La mise en place du logiciel Rotamarge, qui permet d'enregistrer les différents systèmes de cultures et successions associées, de saisir les principales données économiques et de ventiler automatiquement les produits et charges en fonction de pondérations, doit permettre de pousser plus loin l'analyse, afin « de se projeter, de faire des estimations ».
Lors de la restitution de ce travail fin juillet, les agriculteurs concernés ont manifesté un réel intérêt pour les conclusions. « Mais ils demandent toujours à ce que ce soit contextualisé, replacé dans les conditions du milieu, c'est-à-dire les sols et les objectifs de l'exploitation », note l'étudiant. Une simulation économique de luzerne à la place de 20 ha de maïs doit être lancée pour la campagne 2019-2020. A suivre.

Isabelle Doucet

(1) Travail de recherche mené en partenariat avec AgroParisTech, Cerfrance Isère, Eco Innov Inra, SAD-APT Inra et Siafee, AgroParisTech SIAFEE,
Restitution aux

(2)Marge semi-nette (€/ha) : produit brut - charges opérationnelles - charges mécaniques - charges salariales - charges foncières

 

Simulation /

Voyage en terre inconnue

« On cherche des solutions en groupe, mais on a aussi des réponses », commente Eric Bourdelaix, céréalier à Vernas. Il fait partie du groupe pilote qui a échangé avec Jonathan Dubrulle.
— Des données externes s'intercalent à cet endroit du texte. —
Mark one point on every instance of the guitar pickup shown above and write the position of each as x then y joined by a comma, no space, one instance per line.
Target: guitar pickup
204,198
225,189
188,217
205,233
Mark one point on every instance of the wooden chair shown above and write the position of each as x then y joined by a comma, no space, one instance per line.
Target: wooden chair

Son intérêt : « échanger avec d'autres agriculteurs, comparer nos systèmes, les faire évoluer ou les laisser tels que ». L'exercice de simulation portera sur son exploitation : 20 ha de luzerne irriguée, implantée pendant trois ans et entrant dans la rotation des 100 ha de maïs. Quels débouchés ? Comment stocker ? Les questions que se posent les agriculteurs sont nombreuses. De là à tester réellement, c'est non. « Il y a trop de risques, trop d'inconnu », explique Eric Bourdelaix.  Il met en avant un climat continental et sec, des secteurs irrigués propres à la culture du maïs. « Pas de maladie, pas d'insecte : c'est pour ça qu'on voit tant de maïs ». Pour autant, il reconnaît que la réflexion peut intéresser d'autres profils d'exploitations, la diversification pouvant aller de pair avec des circuits plus courts. « Mais le changement implique une prise de risque ou de nouveaux challenges, voire des investissements », rappelle le céréalier. Il considère l'outil Rotamarge avec attention. « Il n'est pas encore tout à fait au point. Il faut affiner l'analyse. Se posent des questions très techniques et financières ». Il préconise d'aller « au-delà des statistiques et Jonathan Dubrulle se rend compte du fonctionnement des exploitations ». C'est ainsi que l'étudiant entend mener ses études, en lien direct avec le terrain.